It is pretty wild that the passport was found, but it's not impossible by any means.
 
When I watched "102 Minutes" this past Friday (a collection of videos shot by various people in Manhattan from just after the first crash to the collapse of the north tower) what struck me was how much paper was flying around the streets. There was a lot of paper in those two office buildings, and some of it, probably a small fraction, survived. But a small fraction of 2 big buildings' worth is still a lot.

The Twoofer claims about the passport illustrate 2 of their tendancies: flat outright making things up (i.e., it wasn't Atta's) and leaving out parts of the story to make it seem spookier (i.e., a guy handed a passport to a police detective and left before being identified -ooooooo! They leave out the next line, about the debris falling from the tower: who'd stick around to talk when flaming debris is falling all around you?)
 
Thanks for all the feedback.

It is a freak occurrence.
But such a big and unusual event will cause quite a few freak occurrences, I suppose.
 
I'm just curious as to how the "no planers" we have on the forum can read a thread like this and still insist that no planes hit the WTC. That's a lot of stuff to plant.
 
Thanks for all the feedback.

It is a freak occurrence.
But such a big and unusual event will cause quite a few freak occurrences, I suppose.

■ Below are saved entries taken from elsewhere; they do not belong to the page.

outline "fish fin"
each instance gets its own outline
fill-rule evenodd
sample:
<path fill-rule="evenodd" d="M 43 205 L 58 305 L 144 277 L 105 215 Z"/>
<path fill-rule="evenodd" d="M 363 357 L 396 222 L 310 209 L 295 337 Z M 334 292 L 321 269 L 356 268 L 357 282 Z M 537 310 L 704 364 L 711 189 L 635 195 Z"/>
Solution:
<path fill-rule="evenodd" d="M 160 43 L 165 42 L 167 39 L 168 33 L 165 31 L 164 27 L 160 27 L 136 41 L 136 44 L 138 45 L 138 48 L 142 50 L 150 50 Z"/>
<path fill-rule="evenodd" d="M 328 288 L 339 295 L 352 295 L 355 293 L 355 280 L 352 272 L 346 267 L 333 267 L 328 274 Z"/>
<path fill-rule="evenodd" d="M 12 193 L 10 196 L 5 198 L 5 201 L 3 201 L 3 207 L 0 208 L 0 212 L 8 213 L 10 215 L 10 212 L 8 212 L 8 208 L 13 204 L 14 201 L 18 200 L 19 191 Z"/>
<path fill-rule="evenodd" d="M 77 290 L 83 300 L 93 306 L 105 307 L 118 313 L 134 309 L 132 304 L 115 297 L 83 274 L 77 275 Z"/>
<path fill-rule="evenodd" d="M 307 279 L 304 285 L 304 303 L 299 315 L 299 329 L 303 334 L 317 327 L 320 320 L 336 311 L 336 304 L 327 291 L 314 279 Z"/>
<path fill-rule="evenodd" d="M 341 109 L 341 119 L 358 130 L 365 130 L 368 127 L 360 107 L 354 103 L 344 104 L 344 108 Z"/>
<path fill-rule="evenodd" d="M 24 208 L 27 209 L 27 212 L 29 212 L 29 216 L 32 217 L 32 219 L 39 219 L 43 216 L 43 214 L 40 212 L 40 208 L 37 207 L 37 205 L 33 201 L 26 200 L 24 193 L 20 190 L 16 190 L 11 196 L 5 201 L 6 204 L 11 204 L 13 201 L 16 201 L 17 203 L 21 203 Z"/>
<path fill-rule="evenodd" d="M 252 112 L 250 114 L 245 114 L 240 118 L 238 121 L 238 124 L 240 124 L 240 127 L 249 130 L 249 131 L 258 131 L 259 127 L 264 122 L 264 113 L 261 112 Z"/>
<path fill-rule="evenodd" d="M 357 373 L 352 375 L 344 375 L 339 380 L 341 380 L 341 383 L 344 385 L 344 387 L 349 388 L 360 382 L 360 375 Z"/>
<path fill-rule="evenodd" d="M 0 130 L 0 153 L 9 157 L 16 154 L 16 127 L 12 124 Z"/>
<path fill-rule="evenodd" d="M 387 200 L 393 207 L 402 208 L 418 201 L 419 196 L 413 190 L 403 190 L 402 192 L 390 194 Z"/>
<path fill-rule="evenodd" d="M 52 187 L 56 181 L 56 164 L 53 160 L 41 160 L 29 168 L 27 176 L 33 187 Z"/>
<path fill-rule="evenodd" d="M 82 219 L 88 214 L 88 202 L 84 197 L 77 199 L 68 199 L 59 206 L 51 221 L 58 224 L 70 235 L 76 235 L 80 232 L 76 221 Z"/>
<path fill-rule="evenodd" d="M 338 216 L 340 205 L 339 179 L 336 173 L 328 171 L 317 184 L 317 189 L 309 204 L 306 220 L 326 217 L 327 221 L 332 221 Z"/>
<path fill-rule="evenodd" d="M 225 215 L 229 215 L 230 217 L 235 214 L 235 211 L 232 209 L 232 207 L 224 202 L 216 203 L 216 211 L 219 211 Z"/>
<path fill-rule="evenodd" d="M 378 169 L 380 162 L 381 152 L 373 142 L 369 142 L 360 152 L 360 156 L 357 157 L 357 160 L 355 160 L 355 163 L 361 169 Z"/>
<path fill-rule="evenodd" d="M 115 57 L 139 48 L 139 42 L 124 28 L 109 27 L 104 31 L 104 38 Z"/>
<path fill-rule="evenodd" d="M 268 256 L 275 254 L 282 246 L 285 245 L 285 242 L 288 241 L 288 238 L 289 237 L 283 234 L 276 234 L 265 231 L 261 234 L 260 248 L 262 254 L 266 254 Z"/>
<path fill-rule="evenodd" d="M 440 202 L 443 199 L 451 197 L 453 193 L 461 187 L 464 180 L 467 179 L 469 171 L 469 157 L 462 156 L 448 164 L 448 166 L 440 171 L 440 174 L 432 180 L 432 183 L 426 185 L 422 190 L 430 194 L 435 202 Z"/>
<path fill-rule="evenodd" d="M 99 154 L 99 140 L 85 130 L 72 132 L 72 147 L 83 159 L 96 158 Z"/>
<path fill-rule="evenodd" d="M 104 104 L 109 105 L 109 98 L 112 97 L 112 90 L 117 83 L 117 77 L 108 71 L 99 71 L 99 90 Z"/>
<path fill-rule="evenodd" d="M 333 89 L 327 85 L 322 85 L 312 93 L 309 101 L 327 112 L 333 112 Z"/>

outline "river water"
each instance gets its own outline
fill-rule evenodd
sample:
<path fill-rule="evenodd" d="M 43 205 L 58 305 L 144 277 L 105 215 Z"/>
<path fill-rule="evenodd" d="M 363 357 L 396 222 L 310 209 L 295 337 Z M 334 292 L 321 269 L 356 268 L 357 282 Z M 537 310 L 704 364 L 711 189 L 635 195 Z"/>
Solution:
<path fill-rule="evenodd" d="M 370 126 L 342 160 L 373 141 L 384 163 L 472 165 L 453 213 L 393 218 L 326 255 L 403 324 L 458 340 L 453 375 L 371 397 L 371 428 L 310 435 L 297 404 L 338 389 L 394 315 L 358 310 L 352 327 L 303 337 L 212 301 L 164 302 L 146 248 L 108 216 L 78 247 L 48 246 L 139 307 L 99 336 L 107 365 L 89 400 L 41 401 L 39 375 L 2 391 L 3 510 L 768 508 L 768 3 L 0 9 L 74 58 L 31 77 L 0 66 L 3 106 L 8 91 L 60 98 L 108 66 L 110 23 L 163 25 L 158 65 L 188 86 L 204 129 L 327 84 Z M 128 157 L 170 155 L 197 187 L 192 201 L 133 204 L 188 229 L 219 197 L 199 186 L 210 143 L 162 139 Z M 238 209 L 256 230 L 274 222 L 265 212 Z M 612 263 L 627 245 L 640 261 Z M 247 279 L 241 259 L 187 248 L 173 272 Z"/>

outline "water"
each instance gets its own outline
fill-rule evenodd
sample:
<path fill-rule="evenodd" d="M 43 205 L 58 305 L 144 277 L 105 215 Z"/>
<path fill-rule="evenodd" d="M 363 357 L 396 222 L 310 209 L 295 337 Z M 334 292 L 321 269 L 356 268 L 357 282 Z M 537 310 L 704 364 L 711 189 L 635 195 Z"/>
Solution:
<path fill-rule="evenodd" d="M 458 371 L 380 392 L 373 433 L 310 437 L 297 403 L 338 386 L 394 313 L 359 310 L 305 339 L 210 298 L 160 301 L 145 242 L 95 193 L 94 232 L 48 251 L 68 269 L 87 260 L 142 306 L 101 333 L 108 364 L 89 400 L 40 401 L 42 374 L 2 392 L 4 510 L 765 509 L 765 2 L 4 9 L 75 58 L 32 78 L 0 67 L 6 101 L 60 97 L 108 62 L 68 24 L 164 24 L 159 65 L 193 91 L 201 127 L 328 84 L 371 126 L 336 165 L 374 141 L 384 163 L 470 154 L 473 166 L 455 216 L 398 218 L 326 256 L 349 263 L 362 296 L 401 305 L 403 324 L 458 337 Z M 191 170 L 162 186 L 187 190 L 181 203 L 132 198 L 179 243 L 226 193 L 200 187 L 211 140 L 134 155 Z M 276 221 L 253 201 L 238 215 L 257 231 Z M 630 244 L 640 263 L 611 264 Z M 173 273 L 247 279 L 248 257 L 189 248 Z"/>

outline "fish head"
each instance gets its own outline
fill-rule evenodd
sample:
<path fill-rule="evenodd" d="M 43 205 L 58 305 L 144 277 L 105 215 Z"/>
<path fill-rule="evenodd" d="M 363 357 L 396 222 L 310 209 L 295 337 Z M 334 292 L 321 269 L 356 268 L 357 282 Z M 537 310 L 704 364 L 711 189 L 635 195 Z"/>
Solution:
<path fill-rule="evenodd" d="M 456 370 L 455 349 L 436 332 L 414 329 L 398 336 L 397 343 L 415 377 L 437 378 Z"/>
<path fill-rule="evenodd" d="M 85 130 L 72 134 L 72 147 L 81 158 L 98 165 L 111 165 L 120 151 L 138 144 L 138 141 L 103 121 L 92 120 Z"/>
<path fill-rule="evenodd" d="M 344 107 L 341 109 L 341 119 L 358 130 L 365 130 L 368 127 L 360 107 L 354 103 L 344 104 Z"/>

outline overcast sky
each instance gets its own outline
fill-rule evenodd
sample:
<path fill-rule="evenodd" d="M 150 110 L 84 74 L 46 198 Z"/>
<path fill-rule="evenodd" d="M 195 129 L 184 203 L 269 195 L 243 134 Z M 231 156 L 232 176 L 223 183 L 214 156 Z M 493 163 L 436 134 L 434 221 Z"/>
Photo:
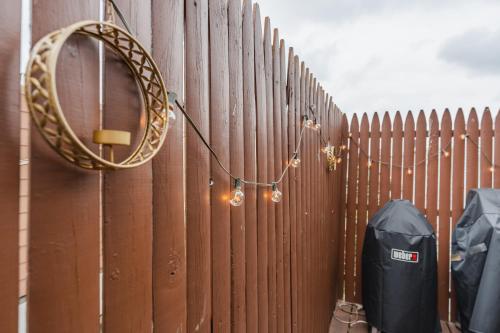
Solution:
<path fill-rule="evenodd" d="M 259 5 L 346 113 L 500 108 L 499 0 Z"/>

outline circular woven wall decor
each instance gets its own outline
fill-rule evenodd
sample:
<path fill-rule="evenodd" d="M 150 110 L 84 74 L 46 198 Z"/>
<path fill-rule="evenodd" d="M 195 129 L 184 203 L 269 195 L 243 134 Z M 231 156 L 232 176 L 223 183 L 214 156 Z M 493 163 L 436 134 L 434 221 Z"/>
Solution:
<path fill-rule="evenodd" d="M 73 34 L 102 41 L 127 64 L 141 90 L 146 128 L 137 148 L 123 161 L 114 162 L 92 152 L 75 135 L 64 116 L 57 95 L 56 66 L 64 43 Z M 167 134 L 168 95 L 153 58 L 137 39 L 110 22 L 82 21 L 40 39 L 28 62 L 25 94 L 34 125 L 45 141 L 66 160 L 85 169 L 114 170 L 142 165 L 158 153 Z"/>

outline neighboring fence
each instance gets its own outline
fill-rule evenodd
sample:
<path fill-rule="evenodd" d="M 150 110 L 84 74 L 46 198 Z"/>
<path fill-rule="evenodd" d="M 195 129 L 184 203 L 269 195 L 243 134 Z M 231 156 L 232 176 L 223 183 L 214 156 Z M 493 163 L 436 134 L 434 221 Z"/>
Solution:
<path fill-rule="evenodd" d="M 367 221 L 388 200 L 404 198 L 426 214 L 436 231 L 439 311 L 442 319 L 454 320 L 451 231 L 463 212 L 467 191 L 500 186 L 500 114 L 494 129 L 488 109 L 480 123 L 474 109 L 467 122 L 462 110 L 454 119 L 446 110 L 441 121 L 435 111 L 429 119 L 421 111 L 416 125 L 411 112 L 404 124 L 400 113 L 392 121 L 385 114 L 382 124 L 377 114 L 371 122 L 364 114 L 361 125 L 354 115 L 350 128 L 344 122 L 343 133 L 348 160 L 343 165 L 345 242 L 340 253 L 345 267 L 339 268 L 339 285 L 344 287 L 340 292 L 349 301 L 361 302 L 360 257 Z"/>
<path fill-rule="evenodd" d="M 340 145 L 345 116 L 278 31 L 271 34 L 267 18 L 263 29 L 251 1 L 116 2 L 152 50 L 167 88 L 184 96 L 187 112 L 234 174 L 276 179 L 311 105 L 323 140 Z M 20 1 L 4 0 L 0 8 L 0 55 L 8 60 L 0 83 L 0 331 L 13 333 L 19 150 L 27 147 L 19 136 Z M 32 40 L 98 18 L 99 1 L 33 1 Z M 104 69 L 102 113 L 97 44 L 68 43 L 57 74 L 65 114 L 94 150 L 92 131 L 101 124 L 135 132 L 139 122 L 137 91 L 123 65 L 107 58 Z M 280 184 L 281 203 L 271 202 L 268 188 L 245 186 L 245 204 L 230 207 L 229 177 L 176 114 L 153 162 L 125 171 L 76 169 L 32 130 L 31 174 L 21 175 L 21 195 L 28 181 L 30 189 L 23 233 L 28 331 L 326 331 L 336 301 L 336 189 L 343 175 L 327 171 L 319 132 L 305 133 L 301 166 Z"/>

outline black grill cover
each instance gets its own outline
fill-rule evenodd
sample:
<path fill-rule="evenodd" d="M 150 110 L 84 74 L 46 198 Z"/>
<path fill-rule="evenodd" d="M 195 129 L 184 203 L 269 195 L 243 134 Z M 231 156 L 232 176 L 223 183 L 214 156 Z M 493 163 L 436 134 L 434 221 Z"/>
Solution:
<path fill-rule="evenodd" d="M 362 277 L 371 326 L 387 333 L 441 331 L 436 237 L 411 202 L 389 201 L 368 223 Z"/>
<path fill-rule="evenodd" d="M 451 272 L 462 332 L 500 332 L 500 190 L 471 190 L 453 232 Z"/>

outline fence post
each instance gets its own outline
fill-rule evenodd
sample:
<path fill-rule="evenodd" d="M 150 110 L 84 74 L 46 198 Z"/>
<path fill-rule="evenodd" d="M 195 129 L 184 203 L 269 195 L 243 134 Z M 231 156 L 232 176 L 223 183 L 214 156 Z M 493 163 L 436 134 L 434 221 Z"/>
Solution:
<path fill-rule="evenodd" d="M 21 2 L 0 3 L 0 331 L 17 332 L 19 296 L 19 49 Z M 24 130 L 28 136 L 27 130 Z M 28 136 L 29 137 L 29 136 Z M 27 193 L 26 193 L 27 194 Z"/>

it is not really a freak occurrence. it is to be expected.
http://911stories.googlepages.com/insidethesouthtower:eyewitnessaccounts
Later that evening, there was a wind blowing from the direction of Manhattan. Looking out the living room window, I saw a sheet of 81⁄2 by 11 sheet of paper blowing around in the parking lot. Remembering the paper flying through the air right after the North Tower was hit, I couldn’t resist the urge to find out if one of those sheets of paper was in our parking lot. I went outside. I picked it up. Sure enough, it was a sheet of letterhead from a company that had been in the World Trade Center. I held it in my fingers. I smelled smoke and kerosene in its fiber. I read the address. This had been on someone’s desk or in some photocopy room. In another life, this piece of paper represented business as usual.
 
It is not a freak occurrence. Here are 2 IDs from the Caspian Airlines crash in Iran. The plane left a hole in the ground just like the one in Shanksville, but still left a lot of undamaged personal items down range of the crash site.